If your parents are living on their own, they might bristle at the subject of entering an assisted living facility—and for good reason! Not all seniors need to be grouped together in a home. Sometimes, their problems are smaller and can be managed within the confines of their home. Here are a few solutions for common problems associated with your aging or elderly parents.
Loss of Vision
If your parent or loved one is suffering vision loss, they should know first and foremost that they are not alone. Vision loss is incredibly common as we grow older, and there is nothing to be afraid of. There are plenty of support groups which help newly disabled people through the process of grief, and you should encourage your parent to join one.
Beyond that, you can help them feel comfortable by providing them means of continuing their normal, everyday routine. There are quite a few gadgets intended to alleviate the eye strain or to enhance the user’s vision, such as a portable telescope or digital magnifier.
Loss of Hearing
The process of losing your hearing is a different sensation but a similar process of grief as loss of vision. Again, you should encourage your loved one to seek out others going through the same painful process so that they can share and support one another. Beyond that, you should always be patient and compassionate when dealing with your parent’s deteriorating hearing. They may be embarrassed at having to ask their friends and family to constantly repeat themselves, so you should go out of your way to speak clearly.
Another gadget which can help alleviate this burden are TvEars. This is an especially good idea if your parents enjoy watching television, or if one parent is losing hearing at a faster rate than the other. With TvEars, all parties can watch television at a reasonable volume. The person with hearing loss wears the “ears” and adjusts the volume to their preference, essentially using headphones at a different volume to the rest of the group, who hear the television at the preset volume of the television.
Arduous Home Tasks
While your parent may be up to the daily enjoyment of their life, they may not be up for such arduous tasks such as meal prepping, cleaning, or cooking. “Home care services allow seniors to maintain their independence without feeling as though they are burdening their friends and family,” says Medicare Home Health Care Agency Nursing Plus of Broward.

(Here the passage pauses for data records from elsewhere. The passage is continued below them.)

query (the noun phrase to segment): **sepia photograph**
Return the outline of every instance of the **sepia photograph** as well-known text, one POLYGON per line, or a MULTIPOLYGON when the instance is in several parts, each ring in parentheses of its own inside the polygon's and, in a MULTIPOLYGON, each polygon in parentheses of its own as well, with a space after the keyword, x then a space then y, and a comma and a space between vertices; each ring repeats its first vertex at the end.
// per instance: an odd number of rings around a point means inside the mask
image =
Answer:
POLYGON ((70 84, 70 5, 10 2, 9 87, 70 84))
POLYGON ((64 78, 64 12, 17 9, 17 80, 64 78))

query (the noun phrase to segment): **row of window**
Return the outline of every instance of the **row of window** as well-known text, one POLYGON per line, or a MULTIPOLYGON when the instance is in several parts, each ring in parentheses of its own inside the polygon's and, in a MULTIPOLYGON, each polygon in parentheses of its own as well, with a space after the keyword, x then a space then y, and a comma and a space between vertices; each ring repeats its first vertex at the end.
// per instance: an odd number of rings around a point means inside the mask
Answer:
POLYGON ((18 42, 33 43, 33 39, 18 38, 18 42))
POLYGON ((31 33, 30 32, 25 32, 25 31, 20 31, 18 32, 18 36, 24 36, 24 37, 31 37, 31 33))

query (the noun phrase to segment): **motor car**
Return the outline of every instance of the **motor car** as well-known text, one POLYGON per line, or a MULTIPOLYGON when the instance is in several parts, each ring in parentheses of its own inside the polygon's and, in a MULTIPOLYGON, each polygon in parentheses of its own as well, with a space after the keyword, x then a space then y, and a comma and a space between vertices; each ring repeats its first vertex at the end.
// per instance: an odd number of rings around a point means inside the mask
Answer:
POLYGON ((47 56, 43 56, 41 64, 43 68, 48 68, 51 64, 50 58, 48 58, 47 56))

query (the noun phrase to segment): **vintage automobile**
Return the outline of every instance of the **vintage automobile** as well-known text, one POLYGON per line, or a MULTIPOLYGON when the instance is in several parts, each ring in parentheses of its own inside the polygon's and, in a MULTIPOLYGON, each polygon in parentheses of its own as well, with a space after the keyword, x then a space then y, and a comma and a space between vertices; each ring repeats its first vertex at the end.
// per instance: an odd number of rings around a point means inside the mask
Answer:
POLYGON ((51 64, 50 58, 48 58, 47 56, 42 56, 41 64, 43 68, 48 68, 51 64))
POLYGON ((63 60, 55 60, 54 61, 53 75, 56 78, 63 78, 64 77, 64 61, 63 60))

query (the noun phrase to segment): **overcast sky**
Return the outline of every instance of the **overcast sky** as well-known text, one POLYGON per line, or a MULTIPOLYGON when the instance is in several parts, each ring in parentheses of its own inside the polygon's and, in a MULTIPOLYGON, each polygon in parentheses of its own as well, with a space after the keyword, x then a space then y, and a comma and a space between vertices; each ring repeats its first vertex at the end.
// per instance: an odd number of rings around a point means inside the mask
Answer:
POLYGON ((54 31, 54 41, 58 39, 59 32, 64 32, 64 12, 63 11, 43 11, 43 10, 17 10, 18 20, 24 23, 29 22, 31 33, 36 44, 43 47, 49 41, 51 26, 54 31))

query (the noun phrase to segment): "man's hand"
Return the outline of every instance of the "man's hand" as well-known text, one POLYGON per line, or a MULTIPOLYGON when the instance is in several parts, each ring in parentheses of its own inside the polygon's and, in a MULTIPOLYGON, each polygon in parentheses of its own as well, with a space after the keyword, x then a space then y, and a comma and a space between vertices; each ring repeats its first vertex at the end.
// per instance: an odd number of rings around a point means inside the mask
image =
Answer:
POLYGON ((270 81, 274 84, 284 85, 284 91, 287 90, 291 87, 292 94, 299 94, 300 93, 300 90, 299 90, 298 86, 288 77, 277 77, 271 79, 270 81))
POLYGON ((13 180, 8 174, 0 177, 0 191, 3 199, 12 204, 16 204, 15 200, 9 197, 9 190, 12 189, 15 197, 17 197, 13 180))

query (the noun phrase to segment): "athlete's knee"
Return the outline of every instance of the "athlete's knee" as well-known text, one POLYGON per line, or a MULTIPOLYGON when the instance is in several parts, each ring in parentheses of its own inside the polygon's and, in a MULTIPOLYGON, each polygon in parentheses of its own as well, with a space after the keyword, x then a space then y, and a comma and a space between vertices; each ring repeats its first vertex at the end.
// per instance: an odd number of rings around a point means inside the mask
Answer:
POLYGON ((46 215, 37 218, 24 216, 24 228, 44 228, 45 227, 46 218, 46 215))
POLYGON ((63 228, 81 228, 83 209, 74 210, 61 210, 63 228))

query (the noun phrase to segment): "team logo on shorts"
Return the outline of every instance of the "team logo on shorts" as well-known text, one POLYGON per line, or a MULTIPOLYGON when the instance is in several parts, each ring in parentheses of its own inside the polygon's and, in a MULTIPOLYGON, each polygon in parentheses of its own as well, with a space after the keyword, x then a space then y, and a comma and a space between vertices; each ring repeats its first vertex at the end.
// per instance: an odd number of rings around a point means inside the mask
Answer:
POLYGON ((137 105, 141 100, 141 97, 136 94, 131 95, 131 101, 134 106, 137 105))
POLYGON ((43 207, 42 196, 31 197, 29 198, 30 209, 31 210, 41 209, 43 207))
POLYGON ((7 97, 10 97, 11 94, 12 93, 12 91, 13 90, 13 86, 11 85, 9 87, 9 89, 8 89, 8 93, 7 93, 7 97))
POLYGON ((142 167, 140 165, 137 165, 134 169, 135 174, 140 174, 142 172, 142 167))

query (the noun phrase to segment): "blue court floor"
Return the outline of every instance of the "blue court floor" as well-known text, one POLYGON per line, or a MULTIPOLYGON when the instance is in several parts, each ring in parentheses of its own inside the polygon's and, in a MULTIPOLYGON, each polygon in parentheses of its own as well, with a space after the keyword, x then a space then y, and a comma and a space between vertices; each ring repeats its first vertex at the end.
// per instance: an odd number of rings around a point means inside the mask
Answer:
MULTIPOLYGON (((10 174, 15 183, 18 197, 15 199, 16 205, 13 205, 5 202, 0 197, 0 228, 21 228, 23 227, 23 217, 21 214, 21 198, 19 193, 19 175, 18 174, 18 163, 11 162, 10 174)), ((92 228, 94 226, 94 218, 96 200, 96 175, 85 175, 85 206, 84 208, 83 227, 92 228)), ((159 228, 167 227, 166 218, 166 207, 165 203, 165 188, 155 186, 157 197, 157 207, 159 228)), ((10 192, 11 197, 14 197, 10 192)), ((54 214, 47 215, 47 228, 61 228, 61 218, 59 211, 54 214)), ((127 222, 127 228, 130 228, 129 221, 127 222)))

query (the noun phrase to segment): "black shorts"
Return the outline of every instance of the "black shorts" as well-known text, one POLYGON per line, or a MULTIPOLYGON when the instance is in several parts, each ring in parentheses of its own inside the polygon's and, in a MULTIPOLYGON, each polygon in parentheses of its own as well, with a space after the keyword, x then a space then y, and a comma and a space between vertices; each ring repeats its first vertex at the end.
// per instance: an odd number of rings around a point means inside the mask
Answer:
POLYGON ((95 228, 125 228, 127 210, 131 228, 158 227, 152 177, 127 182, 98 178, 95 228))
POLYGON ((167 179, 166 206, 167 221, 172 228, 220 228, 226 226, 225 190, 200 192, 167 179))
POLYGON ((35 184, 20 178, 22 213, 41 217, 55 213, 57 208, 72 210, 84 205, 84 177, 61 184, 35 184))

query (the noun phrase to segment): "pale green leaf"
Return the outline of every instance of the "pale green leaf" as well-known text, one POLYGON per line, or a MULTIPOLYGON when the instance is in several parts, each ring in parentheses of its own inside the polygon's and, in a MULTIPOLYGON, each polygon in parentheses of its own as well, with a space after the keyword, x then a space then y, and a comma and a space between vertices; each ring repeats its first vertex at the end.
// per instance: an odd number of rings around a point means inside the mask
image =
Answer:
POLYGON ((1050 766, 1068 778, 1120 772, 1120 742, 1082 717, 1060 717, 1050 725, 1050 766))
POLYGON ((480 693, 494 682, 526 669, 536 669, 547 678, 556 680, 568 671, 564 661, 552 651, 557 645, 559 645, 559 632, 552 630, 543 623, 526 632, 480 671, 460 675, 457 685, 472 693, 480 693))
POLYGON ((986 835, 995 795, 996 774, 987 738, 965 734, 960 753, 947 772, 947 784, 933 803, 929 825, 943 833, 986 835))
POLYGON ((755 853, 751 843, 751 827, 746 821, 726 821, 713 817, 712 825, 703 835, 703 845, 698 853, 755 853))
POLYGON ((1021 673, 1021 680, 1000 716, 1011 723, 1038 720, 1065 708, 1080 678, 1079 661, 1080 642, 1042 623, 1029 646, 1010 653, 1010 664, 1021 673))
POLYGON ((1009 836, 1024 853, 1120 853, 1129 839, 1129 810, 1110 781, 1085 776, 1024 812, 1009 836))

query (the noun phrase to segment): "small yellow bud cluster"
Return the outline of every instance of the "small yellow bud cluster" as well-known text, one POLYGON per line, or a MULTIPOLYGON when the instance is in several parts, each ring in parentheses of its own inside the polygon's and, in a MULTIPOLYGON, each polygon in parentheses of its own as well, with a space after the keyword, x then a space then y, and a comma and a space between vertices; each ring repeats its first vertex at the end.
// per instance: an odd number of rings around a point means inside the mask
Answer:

Of course, you and your loved ones would likely do all you can for your aging parents, but as a child of a senior you’re likely to know that they would rather suffer in silence than ask for their children to go out of the way for them. When approaching your senior parent or parents about hiring a home care service, be direct but empathetic. You haven’t yet been in their shoes, so if they appear indignant or insulted, try to take it in stride. Make sure to include them intimately in the process of choosing a service they like with a frequency of visitation that they are comfortable with.
If loneliness, and not personal care, is your aging parent’s top concern, you should consider helping them choose a companion. A dog is a perfect choice for most capable seniors looking for structure and friendship over the course of their days. If you are considering a puppy, take careful stock of your parent’s activity level and their physical fitness. Puppies are cute, but they are also incredibly demanding. They will require constant attention and consistent training on a level a lot of seniors might not be comfortable with giving on a regular basis.
Another great option is getting your elderly loved one a cat. Cats are lower maintenance, and even kittens are a less time intensive option than their canine counterparts. That said, the frequency and degree of affection on the part of cats is usually less consistent than it is with dogs, so seniors looking for an incredibly attentive companion might want to steer clear of cats.
Of course, the number one solution to the problem of loneliness should be your attention: even a weekly check-in can lift the mood of your parent. They likely won’t call if they don’t want to bother you, but it’s worth putting in the little bit of effort now, knowing it will pay off in spades for your loved one over time.